Several people from the RESISTORS went to Woodstock. Skip King didn't come back as expected so I drove up the following weekend looking for him. Everyone but the Hog Farm commune had left by that time. Skip had gotten a ride to New York City and returned to the barn a few days later.

I received the following email concerning the MOBIDIC:

The reference to the MOBIDIC (MOBIle DIgital Computer) built for the
Army was built be Sylvania Electric, not Raytheon.

I was in the Army Security Agency (1953-1960) and stationed at Fort
Devens Massachusetts 1957-58. Along with 11 others I was placed on TDY
to the Sylvania plant where we were given instruction on actual machine
language programming for the MOBIDIC. The MOBIDIC Team was then
transfered to Arlington Hall Station, VA and put on TDY to the National
Security Agency at Fort Meade Maryland.

Thanks for listening.

Gary Foote
bigfoot@kalama.com

Andy Walker's recollections

I can clearly remember learning to program the Burroughs 205 during April, because the weather was still chilly enough to allow us to use that machine, and the heat from the machine made it bearable to work in the chilly Barn.
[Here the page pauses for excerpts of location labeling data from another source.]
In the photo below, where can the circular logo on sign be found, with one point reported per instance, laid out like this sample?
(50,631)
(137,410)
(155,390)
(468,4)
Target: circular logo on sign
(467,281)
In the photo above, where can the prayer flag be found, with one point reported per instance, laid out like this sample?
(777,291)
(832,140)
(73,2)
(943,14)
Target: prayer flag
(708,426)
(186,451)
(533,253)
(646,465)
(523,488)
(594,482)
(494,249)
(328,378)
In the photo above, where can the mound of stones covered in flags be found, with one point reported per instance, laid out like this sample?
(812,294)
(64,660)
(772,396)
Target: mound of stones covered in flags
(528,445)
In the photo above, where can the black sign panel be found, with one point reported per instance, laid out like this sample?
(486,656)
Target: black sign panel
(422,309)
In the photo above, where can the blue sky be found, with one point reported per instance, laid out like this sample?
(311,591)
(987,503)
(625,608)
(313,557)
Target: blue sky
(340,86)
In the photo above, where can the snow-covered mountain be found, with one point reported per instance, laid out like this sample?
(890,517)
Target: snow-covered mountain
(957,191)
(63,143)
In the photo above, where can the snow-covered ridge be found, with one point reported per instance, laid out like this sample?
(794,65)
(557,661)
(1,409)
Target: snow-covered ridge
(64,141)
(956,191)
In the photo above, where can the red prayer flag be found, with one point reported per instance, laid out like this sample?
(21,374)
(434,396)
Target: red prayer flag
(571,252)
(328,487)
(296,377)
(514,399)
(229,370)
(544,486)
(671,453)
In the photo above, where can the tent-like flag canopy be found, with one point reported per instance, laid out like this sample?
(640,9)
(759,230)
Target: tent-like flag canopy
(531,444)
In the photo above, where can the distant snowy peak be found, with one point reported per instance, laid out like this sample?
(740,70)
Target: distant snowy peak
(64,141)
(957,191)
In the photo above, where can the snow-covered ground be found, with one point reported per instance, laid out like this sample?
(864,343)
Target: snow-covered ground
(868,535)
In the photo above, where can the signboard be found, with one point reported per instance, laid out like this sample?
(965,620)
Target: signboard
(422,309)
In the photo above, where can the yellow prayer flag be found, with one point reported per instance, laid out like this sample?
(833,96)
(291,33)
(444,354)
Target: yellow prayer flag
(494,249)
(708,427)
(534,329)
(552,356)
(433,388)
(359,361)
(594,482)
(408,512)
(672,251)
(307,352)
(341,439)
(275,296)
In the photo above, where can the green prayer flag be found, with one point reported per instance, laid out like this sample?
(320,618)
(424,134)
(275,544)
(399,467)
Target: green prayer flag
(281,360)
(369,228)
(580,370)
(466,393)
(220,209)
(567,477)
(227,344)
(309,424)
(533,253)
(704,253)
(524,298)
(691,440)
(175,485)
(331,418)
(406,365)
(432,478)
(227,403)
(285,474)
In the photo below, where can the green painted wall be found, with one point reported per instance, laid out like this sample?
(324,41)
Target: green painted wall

By the end of May, this was no longer a workable arrangement and I had tackled the Packard-Bell 250, which used solid state circuitry and needed only a fan to keep it cool. My first experiences with the RESISTORS was several chilly April weekends in the Barn, and I would guess that their move to Claude's facility happened no later than March.

Dec. 2, 1999

Ted Nelson and Xanadu

Ted Nelson, the inventor of the idea of hypertext, became a friend and mentor of the R.E.S.I.S.T.O.R.S. He opened on the the earliest computer stores, published a manifesto called Computer Lib/Cream Machines, and created the Xanadu system.

The SAM76 Primer

Ask Joe Tulloch?

The Jewish Museum

Chuch Ehrlich recalls: In 1969?? the RESISTORS staffed an exhibit at the Jewish Museum in New York that featured a computer-controlled machine known as the 'gerbil smasher' developed by Nick Negroponte of the Architecture Machines Group at MIT. Ted Nelson may have been involved with this exhibit.

Skip King brought original copies of the book about the exhibit with him to the reunion, so we'll be scanning in some pages to add to this site.